[Beowulf] Performance characterising a HPC application

Tue Mar 20 05:59:35 PDT 2007

Mark Hahn wrote:
>> 1. processor bound.
>> 2. memory bound.
> 
> oprofile is the only thing I know of that will give you this distinction.

In practice, I don't think it is given the usage characteristics I 
mentioned in my previous mail.

>> 3. interconnect bound.
> 
> with ethernet, this is obvious, since you can just look at user/system/idle
> times.

You mean the system time will be high if nodes are busy sending/receiving?

> 
>> 4. headnode bound.
> 
> do you mean for NFS traffic?

More in terms of managing the responses from the compute nodes.

> it's not _that_ hard to hit full wire speed with gigabit...
> however, saturating the wire means it's entirely possible that nodes
> are being bottlenecked by this.

It seems to be the case - but the peak usage of the network is 
relatively infrequent (every 30 minutes or so) - average usage is much 
lower.

>> * Network traffic in averages at about 50 Mbit/sec but peaks to about 
>> 200 Mbit/sec.
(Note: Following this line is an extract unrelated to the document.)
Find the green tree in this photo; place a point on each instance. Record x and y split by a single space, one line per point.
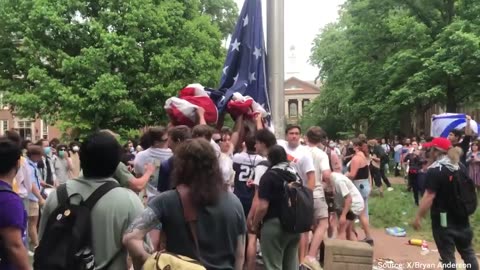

Network traffic out averages about 50 Mbit/sec but peaks 
>> to about 200Mbit/sec. The peaks are very short (maybe a few seconds in 
>> duration, presumably at the end of an MPI "run" if that is the correct 
>> term).
> 
> you don't think the peaks correspond to inter-node communication (_during_
> the MPI job)?

Sorry, thats what I meant - this particular model outputs to a history 
file every 30 minutes or so - and seems to do a lot of inter-node comms 
around the same time .. so yes, the traffic seems to be generated by the 
MPI job.

> ouch.  the cluster is doing very badly, and clearly bottlenecked on 
> either inter-node or headnode IO.  I guess I'd be tempted to capture some
> representative trace data with tcpdump (but I'm pretty oldfashioned and 
> fundamentalist about these things.)

Phew, that sounds hardcore :)

I tried wireshark on the headnode for a few minutes but ended up with 
gigs of data and wasn't sure what I was looking for so I'm currently 
trying to see what my model isn't generating mpe log data which might be 
more manageable. What would you see in a tcpdump of the network was the 
bottleneck, lots of resends?

>> quantify that. Do others here running MPI jobs see big improvements in 
>> using Infiniband over Gigabit for MPI jobs or does it really depend on 
>> the
> 
> jeez: compare a 50 us interconnect to a 4 us one (or 80 MB/s vs >800).
> 
> anything which doesn't speed up going from gigabit to IB/10G/quadrics is 
> what I would call embarassingly parallel...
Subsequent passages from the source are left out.